Let’s Get Stoop’d: This Tempest doesn’t add up to squat.

Trinculo gets a wedgie, Ariel has an attitude problem, and director Timothy S. Shaw makes a broadly funny “scamels” joke, but none of these flourishes can rescue the Keegan Theatre’s Tempest: “Waterlogged” is too strong a word for this uneven take on Shakespeare’s tale of shipwreck and magic and calling to account, so let’s just say that Shaw’s largely youngish ensemble is decidedly out of its depth. There are bright spots: George Lucas’ ambitious set design allows Shaw to put his cast aboard ship for that opening sea-storm before spilling them onto the sandy beach of Prospero’s island when the storm’s impressive noise has subsided. (As Tempest tempests go, this budget storm is nearly as effective as the expensive typhoon that got itself overproduced at the Shakespeare Theatre a couple of seasons ago.) But there’s thunder and lightning in this play’s language, as well, and too much of that goes missing here.
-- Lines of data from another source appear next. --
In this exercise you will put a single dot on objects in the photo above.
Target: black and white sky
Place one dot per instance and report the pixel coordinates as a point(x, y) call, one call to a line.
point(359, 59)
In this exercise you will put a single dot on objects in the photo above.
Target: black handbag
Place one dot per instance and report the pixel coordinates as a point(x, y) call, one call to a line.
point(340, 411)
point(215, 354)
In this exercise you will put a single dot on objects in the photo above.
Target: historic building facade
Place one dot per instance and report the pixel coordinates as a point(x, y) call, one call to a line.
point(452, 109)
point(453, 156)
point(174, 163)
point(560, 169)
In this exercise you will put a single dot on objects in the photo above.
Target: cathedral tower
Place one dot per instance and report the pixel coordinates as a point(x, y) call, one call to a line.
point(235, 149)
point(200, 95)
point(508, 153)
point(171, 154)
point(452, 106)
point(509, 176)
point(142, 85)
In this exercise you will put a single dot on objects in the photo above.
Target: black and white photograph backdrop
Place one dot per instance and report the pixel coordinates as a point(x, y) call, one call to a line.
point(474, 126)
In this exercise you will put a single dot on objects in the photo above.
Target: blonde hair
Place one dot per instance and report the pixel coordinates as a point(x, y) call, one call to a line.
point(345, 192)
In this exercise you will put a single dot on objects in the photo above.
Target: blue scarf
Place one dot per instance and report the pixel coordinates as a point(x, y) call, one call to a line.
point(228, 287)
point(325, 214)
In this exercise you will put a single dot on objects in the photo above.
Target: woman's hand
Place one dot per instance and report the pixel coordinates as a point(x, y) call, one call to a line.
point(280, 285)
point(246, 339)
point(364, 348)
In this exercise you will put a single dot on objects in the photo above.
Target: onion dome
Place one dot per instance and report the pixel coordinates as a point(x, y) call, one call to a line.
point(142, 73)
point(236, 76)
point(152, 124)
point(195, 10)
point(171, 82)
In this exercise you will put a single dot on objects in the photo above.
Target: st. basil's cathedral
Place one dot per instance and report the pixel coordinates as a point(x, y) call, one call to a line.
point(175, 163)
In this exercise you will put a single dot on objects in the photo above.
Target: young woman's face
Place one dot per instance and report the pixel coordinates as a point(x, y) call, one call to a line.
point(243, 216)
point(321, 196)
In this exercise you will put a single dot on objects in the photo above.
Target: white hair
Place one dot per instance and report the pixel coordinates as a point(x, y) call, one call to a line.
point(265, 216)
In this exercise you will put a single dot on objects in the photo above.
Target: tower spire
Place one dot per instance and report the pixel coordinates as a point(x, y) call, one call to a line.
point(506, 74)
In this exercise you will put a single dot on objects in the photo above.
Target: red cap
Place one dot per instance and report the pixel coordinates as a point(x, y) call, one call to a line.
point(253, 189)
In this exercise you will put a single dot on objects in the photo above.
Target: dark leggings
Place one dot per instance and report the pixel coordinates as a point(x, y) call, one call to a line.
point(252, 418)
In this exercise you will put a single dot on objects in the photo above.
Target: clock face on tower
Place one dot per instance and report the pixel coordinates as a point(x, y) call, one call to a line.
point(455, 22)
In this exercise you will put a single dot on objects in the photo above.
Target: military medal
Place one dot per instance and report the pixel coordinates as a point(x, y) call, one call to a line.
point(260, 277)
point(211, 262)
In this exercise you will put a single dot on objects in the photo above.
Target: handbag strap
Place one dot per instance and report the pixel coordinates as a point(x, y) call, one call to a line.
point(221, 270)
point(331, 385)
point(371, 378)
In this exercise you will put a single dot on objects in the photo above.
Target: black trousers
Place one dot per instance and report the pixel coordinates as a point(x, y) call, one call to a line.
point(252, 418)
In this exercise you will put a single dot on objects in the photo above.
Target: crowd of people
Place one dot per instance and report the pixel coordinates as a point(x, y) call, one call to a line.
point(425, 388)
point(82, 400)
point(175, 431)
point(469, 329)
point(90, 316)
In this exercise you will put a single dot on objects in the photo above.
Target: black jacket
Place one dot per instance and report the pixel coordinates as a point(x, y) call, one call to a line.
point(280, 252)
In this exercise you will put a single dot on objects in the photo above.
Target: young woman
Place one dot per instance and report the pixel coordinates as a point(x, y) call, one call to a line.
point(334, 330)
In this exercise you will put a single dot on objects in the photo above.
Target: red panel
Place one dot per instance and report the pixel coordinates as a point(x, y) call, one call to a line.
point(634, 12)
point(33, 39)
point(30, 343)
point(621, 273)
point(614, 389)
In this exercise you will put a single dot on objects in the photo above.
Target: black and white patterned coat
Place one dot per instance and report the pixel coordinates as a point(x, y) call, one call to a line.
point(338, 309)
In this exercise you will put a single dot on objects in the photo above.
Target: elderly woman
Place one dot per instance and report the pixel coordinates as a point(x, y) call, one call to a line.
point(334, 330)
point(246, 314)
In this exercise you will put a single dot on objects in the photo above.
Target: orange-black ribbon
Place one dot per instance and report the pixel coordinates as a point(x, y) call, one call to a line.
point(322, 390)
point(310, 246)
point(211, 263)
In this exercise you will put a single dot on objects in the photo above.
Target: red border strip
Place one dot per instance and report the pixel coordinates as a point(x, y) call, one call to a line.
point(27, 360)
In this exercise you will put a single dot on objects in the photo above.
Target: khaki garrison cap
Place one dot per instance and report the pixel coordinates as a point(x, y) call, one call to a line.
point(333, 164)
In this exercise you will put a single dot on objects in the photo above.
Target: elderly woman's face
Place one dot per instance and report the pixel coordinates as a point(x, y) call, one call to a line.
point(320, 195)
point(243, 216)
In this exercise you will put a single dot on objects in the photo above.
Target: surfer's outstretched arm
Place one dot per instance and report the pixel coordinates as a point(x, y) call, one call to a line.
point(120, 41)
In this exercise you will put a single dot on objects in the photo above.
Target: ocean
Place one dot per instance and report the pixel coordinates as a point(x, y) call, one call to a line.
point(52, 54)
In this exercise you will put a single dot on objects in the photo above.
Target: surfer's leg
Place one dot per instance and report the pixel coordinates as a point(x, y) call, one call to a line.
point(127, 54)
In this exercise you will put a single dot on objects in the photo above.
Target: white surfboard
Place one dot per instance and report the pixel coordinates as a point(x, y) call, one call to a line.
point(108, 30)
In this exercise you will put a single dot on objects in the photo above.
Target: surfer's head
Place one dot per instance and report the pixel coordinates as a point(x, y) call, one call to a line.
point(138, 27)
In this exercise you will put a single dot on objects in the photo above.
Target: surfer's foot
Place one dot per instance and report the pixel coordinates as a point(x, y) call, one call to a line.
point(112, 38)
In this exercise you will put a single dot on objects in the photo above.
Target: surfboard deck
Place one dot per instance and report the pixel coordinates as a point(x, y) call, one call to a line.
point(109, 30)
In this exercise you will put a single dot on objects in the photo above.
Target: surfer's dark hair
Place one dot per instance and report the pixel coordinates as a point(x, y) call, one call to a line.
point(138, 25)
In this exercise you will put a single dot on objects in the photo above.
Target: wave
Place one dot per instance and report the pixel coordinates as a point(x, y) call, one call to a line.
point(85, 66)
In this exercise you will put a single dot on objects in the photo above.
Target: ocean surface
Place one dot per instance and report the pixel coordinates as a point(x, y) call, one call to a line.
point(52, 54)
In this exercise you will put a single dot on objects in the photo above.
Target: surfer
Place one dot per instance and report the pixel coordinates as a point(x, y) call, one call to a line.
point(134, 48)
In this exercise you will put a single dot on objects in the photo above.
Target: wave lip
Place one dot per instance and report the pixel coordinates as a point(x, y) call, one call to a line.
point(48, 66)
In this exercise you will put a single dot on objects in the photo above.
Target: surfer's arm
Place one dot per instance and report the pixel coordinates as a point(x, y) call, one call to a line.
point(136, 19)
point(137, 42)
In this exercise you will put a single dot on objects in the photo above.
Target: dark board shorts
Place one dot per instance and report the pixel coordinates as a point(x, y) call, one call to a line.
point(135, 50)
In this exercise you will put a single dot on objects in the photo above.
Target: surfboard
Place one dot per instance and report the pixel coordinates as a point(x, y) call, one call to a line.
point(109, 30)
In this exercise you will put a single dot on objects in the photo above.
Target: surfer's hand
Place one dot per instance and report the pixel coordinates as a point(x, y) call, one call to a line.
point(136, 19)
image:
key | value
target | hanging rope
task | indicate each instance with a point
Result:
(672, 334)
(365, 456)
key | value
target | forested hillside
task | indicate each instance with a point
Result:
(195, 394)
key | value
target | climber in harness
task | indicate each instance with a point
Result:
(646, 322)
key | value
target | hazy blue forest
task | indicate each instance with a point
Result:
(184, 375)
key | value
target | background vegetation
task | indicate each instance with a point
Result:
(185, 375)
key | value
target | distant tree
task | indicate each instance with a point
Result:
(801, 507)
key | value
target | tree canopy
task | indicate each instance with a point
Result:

Robert Leembruggen shapes many of the exiled Duke Prospero’s speeches handsomely—the long opening narrative that explains their flight from Milan to his daughter Miranda is nicely done—but most of the players around him seem to find Shakespeare’s dramatic rhythms uncomfortable and his verse too much of a mouthful. And there’s something intriguingly beaten-down about the resentful body language Courtney Weber creates for her birdlike Ariel; there’s always something of the bully about Prospero, something exploitative and arrogant about the way he commands spirits and manipulates his friends and foes alike, and Weber helps make that plainer than usual. In fact, the most striking thing about this Tempest is the bitter tang that lingers through to its conclusion, when Prospero reveals himself to the men who plotted to deprive him of his dukedom, offering both remedy and forgiveness as he prepares to resign his magic and assume a simpler humanity: Shaw seems to be interested in where the limits of forgiveness lie, so his Ariel takes no joy in her freedom, and there’s no peace made between Prospero and his usurper brother. In a play whose emotional resonance usually depends on a graceful exit for everyone—it’s thought of as Shakespeare’s valedictory, a farewell to the theater and a laying-down of his own particular magic—the danger that broods over Prospero’s epilogue feels arrestingly different.